To keep this example straightforward, we’ll be using one of the built-in trainers, but you can obviously swap it out for a model of your own.

# Add a trainer
training_pipeline.add_trainer(FeedForwardTrainer(
    loss='binary_crossentropy',
    last_activation='sigmoid',
    output_units=1,
    metrics=['accuracy'],
    epochs=20))

Add an evaluator

Of course, no pipeline is complete without actually evaluating the results, and we want to produce a useable model - so let’s add TFMA as an evaluator.

# Add an evaluator
training_pipeline.add_evaluator(
    TFMAEvaluator(slices=[['has_diabetes']],
                  metrics={'has_diabetes': ['binary_crossentropy',
                                            'binary_accuracy']}))

Configure the orchestrator backend

Now, this is the heart of this tutorial. Remember the details we noted down in the prerequisites - here we’ll need them.

artifact_store = 'gs://your-bucket-name/optional-subfolder'
project = 'PROJECT'  # the project to launch the VM in
zone = 'europe-west1-b'  # the zone to launch the VM in
cloudsql_connection_name = 'PROJECT:REGION:INSTANCE'
mysql_db = 'DATABASE'
mysql_user = 'USERNAME'
mysql_pw = 'PASSWORD'

# Run the pipeline on a Google Cloud VM
training_pipeline.run(
    backends=[OrchestratorGCPBackend(
        cloudsql_connection_name=cloudsql_connection_name,
        project=project,
        zone=zone,
    )],
    metadata_store=MySQLMetadataStore(
        host='127.0.0.1',
        port=3306,
        database=mysql_db,
        username=mysql_user,
        password=mysql_pw,
    ),
    artifact_store=ArtifactStore(artifact_store)
)

Congratulation - you’ve just launched a training pipeline on a Google Cloud VM. If that was your goal, you can stop here. For those who would like to dig a bit deeper, keep reading!

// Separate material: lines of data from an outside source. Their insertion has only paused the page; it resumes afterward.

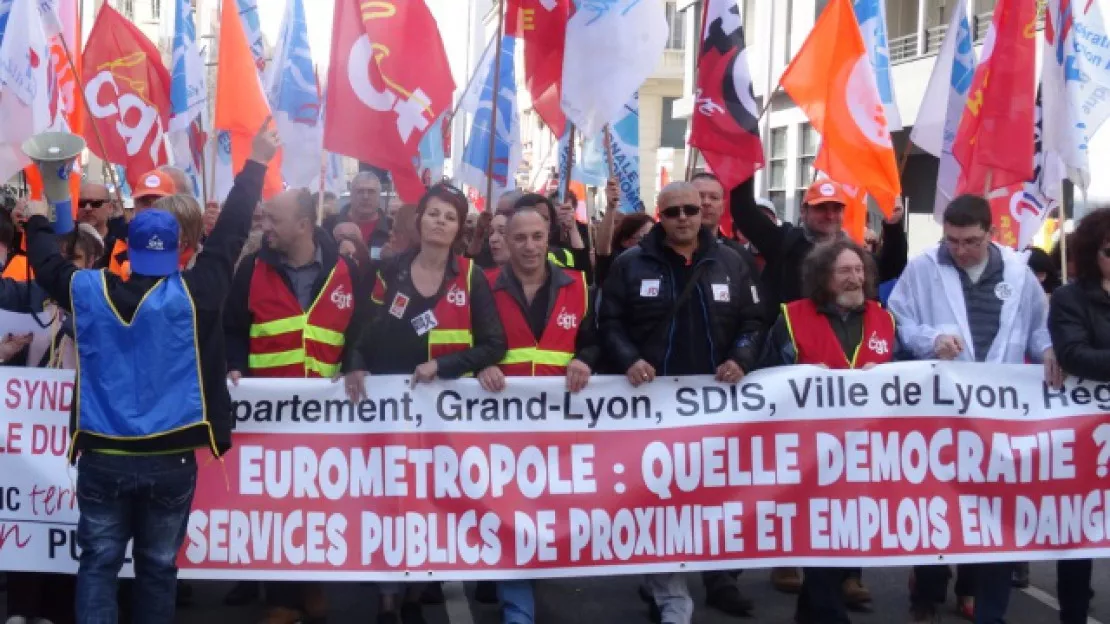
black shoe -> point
(412, 613)
(485, 592)
(730, 601)
(242, 594)
(433, 594)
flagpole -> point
(493, 107)
(92, 120)
(569, 162)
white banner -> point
(908, 463)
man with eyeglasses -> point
(679, 304)
(971, 300)
(365, 211)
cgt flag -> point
(995, 141)
(726, 118)
(541, 26)
(387, 82)
(128, 89)
(844, 106)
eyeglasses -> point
(674, 211)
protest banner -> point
(907, 463)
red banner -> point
(128, 89)
(908, 463)
(387, 82)
(542, 26)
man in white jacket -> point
(970, 300)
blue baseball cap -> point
(152, 243)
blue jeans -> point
(517, 602)
(144, 499)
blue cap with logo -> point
(152, 243)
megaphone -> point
(53, 154)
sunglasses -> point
(674, 211)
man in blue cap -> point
(150, 391)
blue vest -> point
(137, 380)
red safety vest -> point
(555, 349)
(816, 343)
(452, 332)
(285, 340)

How the GCP orchestrator works

The GCP orchestrator follows a simple mechanism to orchestrate the pipeline workload. The code can be found here. The logic is as follows:

  • The backend zips up the repository codebase and copies the tar over to an artifact store sub-directory.

  • It then launches a VM using the Google Cloud python client.

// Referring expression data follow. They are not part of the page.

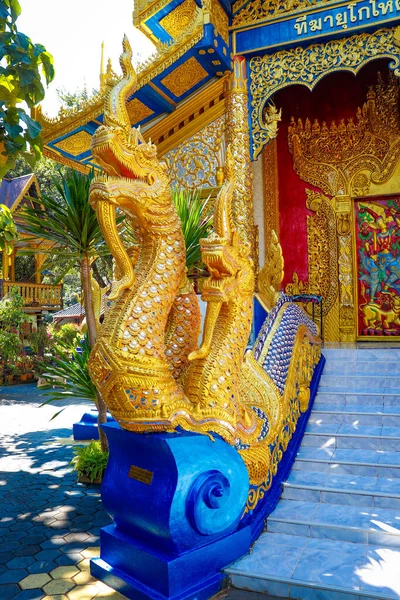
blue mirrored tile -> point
(263, 586)
(298, 511)
(290, 528)
(299, 592)
(329, 568)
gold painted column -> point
(39, 261)
(344, 228)
(238, 137)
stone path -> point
(49, 524)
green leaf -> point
(15, 9)
(34, 128)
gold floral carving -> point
(218, 17)
(194, 163)
(256, 11)
(237, 136)
(184, 77)
(271, 191)
(76, 144)
(179, 18)
(138, 111)
(165, 56)
(271, 275)
(307, 66)
(322, 261)
(344, 158)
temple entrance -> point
(377, 245)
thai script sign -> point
(323, 22)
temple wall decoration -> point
(308, 66)
(193, 164)
(344, 150)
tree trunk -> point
(92, 333)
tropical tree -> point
(73, 230)
(196, 215)
(23, 64)
(8, 230)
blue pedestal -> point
(176, 501)
(86, 428)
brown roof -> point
(12, 191)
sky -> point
(72, 31)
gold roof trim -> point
(257, 12)
(165, 56)
(189, 118)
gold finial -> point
(102, 69)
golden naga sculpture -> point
(145, 362)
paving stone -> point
(34, 581)
(64, 572)
(13, 576)
(91, 552)
(28, 550)
(21, 562)
(29, 595)
(68, 559)
(83, 592)
(76, 537)
(42, 566)
(73, 547)
(52, 543)
(10, 546)
(84, 564)
(35, 539)
(47, 554)
(8, 591)
(83, 578)
(59, 586)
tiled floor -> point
(49, 524)
(335, 534)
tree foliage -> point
(8, 229)
(22, 66)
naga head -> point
(224, 254)
(227, 261)
(120, 150)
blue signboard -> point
(316, 24)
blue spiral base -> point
(139, 573)
(176, 500)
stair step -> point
(335, 533)
(359, 524)
(376, 419)
(368, 397)
(347, 436)
(289, 566)
(349, 367)
(336, 488)
(361, 354)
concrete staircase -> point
(335, 533)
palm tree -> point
(196, 215)
(72, 228)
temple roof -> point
(71, 312)
(183, 75)
(12, 191)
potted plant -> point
(90, 462)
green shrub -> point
(67, 336)
(90, 461)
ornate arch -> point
(307, 66)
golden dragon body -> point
(145, 363)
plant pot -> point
(84, 479)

  • The VM is bootstrapped with a startup-script that does the following:

    • Pulls the relevant docker image (see below).

    • Receives the pipeline config YAML that has the path of the tar source-code. It uses this to download and extract the contents on a local directory. This is why the artifact store needs to be a Google Cloud bucket that is accessible to the VM.

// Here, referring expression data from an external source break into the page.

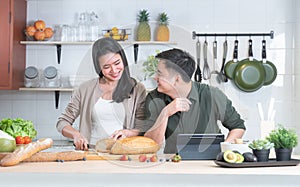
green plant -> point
(150, 66)
(283, 138)
(261, 144)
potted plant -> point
(284, 141)
(261, 149)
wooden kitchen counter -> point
(133, 173)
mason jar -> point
(31, 77)
(51, 78)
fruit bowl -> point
(242, 148)
(117, 34)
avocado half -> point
(230, 156)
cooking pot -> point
(270, 68)
(230, 65)
(249, 74)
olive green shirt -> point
(209, 104)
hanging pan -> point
(249, 74)
(270, 68)
(230, 65)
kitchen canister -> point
(31, 77)
(51, 77)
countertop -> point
(134, 173)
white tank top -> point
(107, 117)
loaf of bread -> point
(135, 145)
(25, 152)
(104, 145)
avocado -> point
(235, 151)
(240, 158)
(229, 156)
(249, 157)
(220, 156)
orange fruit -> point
(39, 35)
(48, 32)
(30, 30)
(40, 25)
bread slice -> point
(104, 145)
(135, 145)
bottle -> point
(82, 27)
(31, 77)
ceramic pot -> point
(283, 154)
(262, 155)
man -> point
(179, 105)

    • Executes the pipeline with the LocalOrchestrator locally on the VM.

    • Shuts down when that process exits.

Customize your orchestration

Every ZenML Pipeline has a run method that takes a list of Backends as input. If you pass in an OrchestratorBackend , then the default local orchestrator is replaced by whatever you send in. In this case we sent in the OrchestratorGCPBackend which takes certain parameters. They are:

  • cloudsql_connection_name: The connection name of the Cloud SQL instance.

  • project: The GCP project name.

  • zone: The GCP project zone to launch the VM in.

  • instance_name: Name of the launched VM instance.

  • machine_type: The GCP machine-type.

  • preemptible: Whether the VM is preemptible or not.

  • image: An (optional) Docker image with which to launch the VM.

Note the first three are mandatory arguments and the rest are optional that have sane defaults.

Using custom requirements

In particular interest is the image argument. This argument need only be used when you have custom requirements that you would like to use in your pipeline. In order to do that, the image should be based on the base ZenML image found at:

http://eu.gcr.io/maiot-zenml/zenml:base-ZENML_VERSION

Please do not change the entrypoint of the base image and verify that your custom requirements do not override any of the default ZenML requirements.